2 thoughts on “How to Sing in Tune

  1. Hi..just came across your article and wanted to thank you as there’s not much else out there on this subject! I am a vocalist who just had my 1st jazz band rehearsal last night and am kind of questioning myself. I am only used to singing with a piano accompaniment and last night, I had a trumpet, sax, trombone, banjo and piano. I was very familiar with the songs we were doing, but I am familiar with the arrangements on the recordings I have. They played something totally different last night and with everything going on, it was SO diffcult to find my starting note! Can you give me any advice on how better to find my starting note when people are playing phrases and notes that are totally new to me? I feel like I’m not much of a musician after last night! We have our second rehearsal next week so I guess I wasn’t too horrible for them not to want to continue… 🙂 But I’d love some more advice you’d be able to offer any. Thanks!

  2. First off, congratulations on your new jazz band gig!

    You’ve got the first part covered – you’re familiar with the songs. The only thing different is the instrumentation and the arrangement. But, what a difference that can make!

    For example, I normally perform as a duo with my wife, but we often have other musicians sit in with us. All of a sudden, the arrangement has changed. Even though we may have performed a song hundreds of times, auto-pilot no longer works. Now, we have to listen carefully to the other musicians and adjust to what they are playing. Sometimes it works out great, other times, not so much.

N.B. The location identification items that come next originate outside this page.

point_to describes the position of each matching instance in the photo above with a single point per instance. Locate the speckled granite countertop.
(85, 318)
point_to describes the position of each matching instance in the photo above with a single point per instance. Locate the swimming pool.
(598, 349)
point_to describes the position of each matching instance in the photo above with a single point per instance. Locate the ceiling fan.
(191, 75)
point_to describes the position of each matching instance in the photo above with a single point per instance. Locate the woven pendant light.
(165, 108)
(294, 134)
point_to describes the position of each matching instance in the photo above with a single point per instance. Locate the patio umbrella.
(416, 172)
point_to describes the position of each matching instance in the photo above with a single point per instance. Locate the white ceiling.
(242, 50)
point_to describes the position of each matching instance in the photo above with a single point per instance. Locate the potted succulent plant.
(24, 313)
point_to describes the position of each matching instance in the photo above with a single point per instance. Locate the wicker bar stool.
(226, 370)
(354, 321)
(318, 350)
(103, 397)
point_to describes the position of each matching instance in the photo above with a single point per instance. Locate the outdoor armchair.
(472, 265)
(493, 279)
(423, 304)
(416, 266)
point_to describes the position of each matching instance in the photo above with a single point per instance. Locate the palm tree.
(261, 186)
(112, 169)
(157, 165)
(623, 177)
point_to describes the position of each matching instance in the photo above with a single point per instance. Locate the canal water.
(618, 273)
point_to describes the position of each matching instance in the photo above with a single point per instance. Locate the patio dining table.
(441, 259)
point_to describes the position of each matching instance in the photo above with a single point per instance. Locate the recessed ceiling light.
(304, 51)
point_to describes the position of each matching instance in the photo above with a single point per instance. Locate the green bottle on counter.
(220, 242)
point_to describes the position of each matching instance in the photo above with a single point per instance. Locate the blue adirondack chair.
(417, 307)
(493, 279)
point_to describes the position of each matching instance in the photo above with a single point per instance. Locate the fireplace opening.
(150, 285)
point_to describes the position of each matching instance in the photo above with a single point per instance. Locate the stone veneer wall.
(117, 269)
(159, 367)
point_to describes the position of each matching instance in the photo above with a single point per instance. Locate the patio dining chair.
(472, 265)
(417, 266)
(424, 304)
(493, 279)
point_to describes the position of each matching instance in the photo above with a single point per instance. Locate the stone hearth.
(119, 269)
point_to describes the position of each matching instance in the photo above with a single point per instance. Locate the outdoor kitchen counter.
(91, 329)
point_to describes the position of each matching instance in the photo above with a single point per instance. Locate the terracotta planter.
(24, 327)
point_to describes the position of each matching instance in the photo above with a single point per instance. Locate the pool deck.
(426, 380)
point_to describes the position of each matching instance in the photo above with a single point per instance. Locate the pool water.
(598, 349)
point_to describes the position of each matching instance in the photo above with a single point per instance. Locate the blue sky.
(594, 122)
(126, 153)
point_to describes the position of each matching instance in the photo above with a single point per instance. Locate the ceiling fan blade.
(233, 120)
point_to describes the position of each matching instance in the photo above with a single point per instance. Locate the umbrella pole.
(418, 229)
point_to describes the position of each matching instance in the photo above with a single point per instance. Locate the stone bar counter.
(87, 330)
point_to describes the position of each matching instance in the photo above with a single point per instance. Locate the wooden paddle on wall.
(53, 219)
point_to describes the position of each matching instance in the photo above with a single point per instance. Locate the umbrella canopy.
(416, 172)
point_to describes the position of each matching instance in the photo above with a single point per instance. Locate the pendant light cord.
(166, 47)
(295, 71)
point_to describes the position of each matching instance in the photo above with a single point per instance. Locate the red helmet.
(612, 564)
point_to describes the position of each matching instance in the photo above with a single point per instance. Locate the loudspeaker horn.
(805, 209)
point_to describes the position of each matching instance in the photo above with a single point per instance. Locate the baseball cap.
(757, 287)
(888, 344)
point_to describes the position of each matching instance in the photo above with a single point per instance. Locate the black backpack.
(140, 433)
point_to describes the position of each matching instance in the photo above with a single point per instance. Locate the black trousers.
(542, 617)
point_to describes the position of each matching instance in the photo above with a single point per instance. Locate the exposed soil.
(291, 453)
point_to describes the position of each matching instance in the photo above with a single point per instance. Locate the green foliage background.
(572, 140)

    You have an advantage in your situation in that you’re still in the rehearsal stage. That’s what rehearsals are for. Find problems in the arrangement and the interaction between instruments and musicians.

    Particularly with jazz, there is a strong element of improvisation, but there is also a strong structure that each musician works within. Rehearsal is the time to get the structure set and familiar so that everyone can move around comfortably.

    While you are singing, you are the most important instrument. While it’s almost second nature for each musician to feel like their part is the most interesting and most important, most would agree that the vocal is the focal point.

    Still, you’ll also sometimes get an attitude of “you’re just a singer, I’m a real musician.” (This can apply to drummers, too.) Be aware of this and don’t take it personally, but also realize that you all need to work together as a band.

    With that in mind, the first thing you need to do is make sure you can hear yourself. The instruments you’re working with are not subtle or quiet. You need to have proper amplification and monitoring.

    Once that’s taken care of, the next thing you need to be aware of are cues within the arrangement that point to your starting note. Mostly, this will just mean hearing the arrangement enough to hear your part coming.

    At first, you may need to ask the other musicians to run through (and repeat as often as necessary) the measure leading up to your entrance until it becomes very familiar. If you still have difficulty, record this part of the rehearsal and practice on your own time. (Notice: there is a difference between rehearsal and practice.)

    The rest of the band should be agreeable to this, since this is the purpose of rehearsal.

    The longer you play together, the more you will consciously and unconsciously hear the way each musician leads into your section. It may vary between performances, but there will still be a recognizable transition.

    I hope this helps. Enjoy your music!